What's Bad: While I do love director Neil Jordan - who wowed us with his previous film, "The Crying Game" - even his most staunch fans must agree that he sometimes has a bit of a pacing problem, And that is what kills the momentum of this movie more than once. We meet our vamps, we move immediately into their life, there is some exposition, we meet Claudia, then some more exposition, and then we get to meet a whole new set of characters more than halfway through the film. By that point, most audiences have ceased paying attention to detail and are just looking for the spectacle, which in this film comes much too late (which is a shame, because if you failed to notice Antonio Banderas as the weepy Vampire Armand, then you missed out on some seriously sexy shit). Also, if you're looking for genuine scares, this isn't the place - this film is more about the existential horror felt by Pitt's Louis than it is about making us jump out of our seats. It explores the asexual nature of the vamps and their polished, Victorian-influenced lifestyle, but isn't concerned with instilling dread in us over these creatures' existence. No, in fact we WANT to be these vamps - after all, what American doesn't want to die young and stay pretty?

Why We Like It: I had never read the books before this film hit the theaters but I ran right out and bought them all afterwards. I even have a signed hardback copy of "Memnoch the Devil" somewhere. I like vampire films, I love Pitt, Cruise, Rea and Banderas, and Dunst made a fan out of me almost immediately with her precocious performance. Yes it does slow down a bit, but Jordan gives us so much to look at - lensed so beautifully even the shadows of the graveyard dazzle the eyes - that he can almost be forgiven for the pacing issues. This was the first film in a long time that gave vamps that sexy edge - perhaps the first good one since Lugosi's "Dracula." Now, that's not to say that this film is of the same caliber as the immortal "Dracula," but it made the vamps more than just bloodsucking lurkers waiting to batten upon us.

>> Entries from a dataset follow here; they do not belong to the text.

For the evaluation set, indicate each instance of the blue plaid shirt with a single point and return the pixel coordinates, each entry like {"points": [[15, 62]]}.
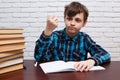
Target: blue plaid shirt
{"points": [[59, 46]]}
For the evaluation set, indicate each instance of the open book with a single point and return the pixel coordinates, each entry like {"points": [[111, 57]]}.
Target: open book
{"points": [[60, 66]]}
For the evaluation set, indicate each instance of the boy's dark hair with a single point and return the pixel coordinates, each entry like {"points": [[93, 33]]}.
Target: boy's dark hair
{"points": [[74, 8]]}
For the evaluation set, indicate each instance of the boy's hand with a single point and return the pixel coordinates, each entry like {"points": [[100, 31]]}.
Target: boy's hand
{"points": [[52, 23], [84, 65]]}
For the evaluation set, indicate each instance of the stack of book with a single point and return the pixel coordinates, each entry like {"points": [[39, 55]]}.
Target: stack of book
{"points": [[12, 44]]}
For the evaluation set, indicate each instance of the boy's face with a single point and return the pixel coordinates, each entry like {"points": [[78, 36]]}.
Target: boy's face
{"points": [[74, 24]]}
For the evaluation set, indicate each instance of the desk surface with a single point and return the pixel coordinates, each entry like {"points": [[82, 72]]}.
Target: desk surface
{"points": [[35, 73]]}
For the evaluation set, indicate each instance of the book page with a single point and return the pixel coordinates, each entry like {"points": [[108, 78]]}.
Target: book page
{"points": [[61, 66]]}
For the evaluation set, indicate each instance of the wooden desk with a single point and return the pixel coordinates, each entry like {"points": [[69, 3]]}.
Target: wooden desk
{"points": [[35, 73]]}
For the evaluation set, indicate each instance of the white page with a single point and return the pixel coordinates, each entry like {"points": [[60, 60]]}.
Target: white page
{"points": [[60, 66]]}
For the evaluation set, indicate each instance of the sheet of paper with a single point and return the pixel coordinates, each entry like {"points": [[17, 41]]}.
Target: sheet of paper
{"points": [[60, 66]]}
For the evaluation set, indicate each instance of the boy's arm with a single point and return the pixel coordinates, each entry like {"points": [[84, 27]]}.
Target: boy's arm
{"points": [[41, 47], [43, 44], [97, 53]]}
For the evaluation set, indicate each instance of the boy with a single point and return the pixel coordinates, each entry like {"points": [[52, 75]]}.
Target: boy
{"points": [[70, 44]]}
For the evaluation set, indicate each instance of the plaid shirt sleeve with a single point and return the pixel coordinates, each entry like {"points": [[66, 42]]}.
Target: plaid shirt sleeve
{"points": [[40, 48], [97, 52]]}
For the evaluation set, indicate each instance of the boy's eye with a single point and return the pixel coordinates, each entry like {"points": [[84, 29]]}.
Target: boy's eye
{"points": [[68, 18], [78, 20]]}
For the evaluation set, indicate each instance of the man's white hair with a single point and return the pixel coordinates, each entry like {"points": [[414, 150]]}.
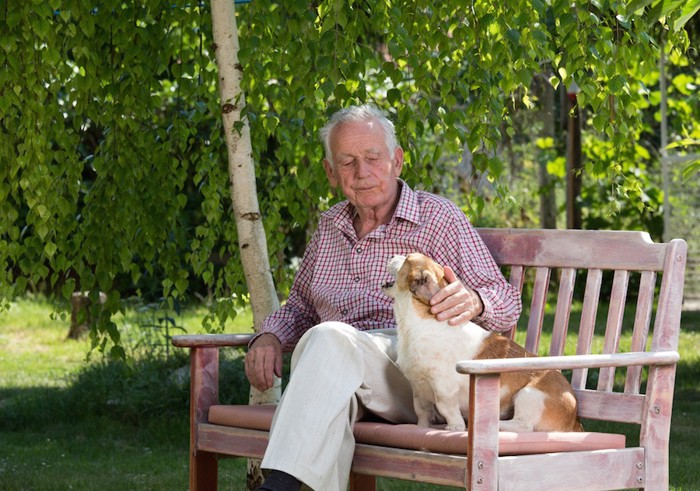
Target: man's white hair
{"points": [[356, 114]]}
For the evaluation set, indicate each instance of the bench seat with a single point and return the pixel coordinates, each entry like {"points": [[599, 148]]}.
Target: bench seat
{"points": [[436, 440], [621, 373]]}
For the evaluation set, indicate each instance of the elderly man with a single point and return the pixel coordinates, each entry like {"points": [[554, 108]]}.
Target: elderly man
{"points": [[342, 367]]}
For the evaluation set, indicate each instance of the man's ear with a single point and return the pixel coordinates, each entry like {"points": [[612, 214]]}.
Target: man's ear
{"points": [[423, 284], [398, 160], [330, 173]]}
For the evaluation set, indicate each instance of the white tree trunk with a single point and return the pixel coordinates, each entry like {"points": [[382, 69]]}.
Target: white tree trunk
{"points": [[251, 234]]}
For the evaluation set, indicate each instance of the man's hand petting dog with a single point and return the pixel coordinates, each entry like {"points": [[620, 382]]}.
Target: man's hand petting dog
{"points": [[456, 303]]}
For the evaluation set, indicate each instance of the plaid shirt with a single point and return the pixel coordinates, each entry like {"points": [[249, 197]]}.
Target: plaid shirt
{"points": [[341, 276]]}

They are seen to be as fragile and as driven by their basest instincts as us regular folk, and that makes them both believable and beautiful.

Memorable Stuff: This film is actually quite quotable - that is, if you're given to long, broody sessions with red wine and clove cigarettes, dressed in black velvet and rehearsing lines from "JTHM" in between readings of Poe's "Lenore," which I am. But other than the lines, the scene I remember best is when Louis and Armand meet. Banderas looks at Pitt like he's going to leap over that desk and have at his tender ass, and Pitt accordingly looks like a deer in the headlights. And when Armand asks if Louis has killed his creator (the only crime among vampires), and Louis tries to deflect, Banderas' response - in his clipped Spanish accent and inflection - never fails to reduce me to tears of laughter: "No, no - it's alREADY begun!" His voice borders on another great Latino actor, Ricardo Montalban, when he delivers that line and it makes the movie for me.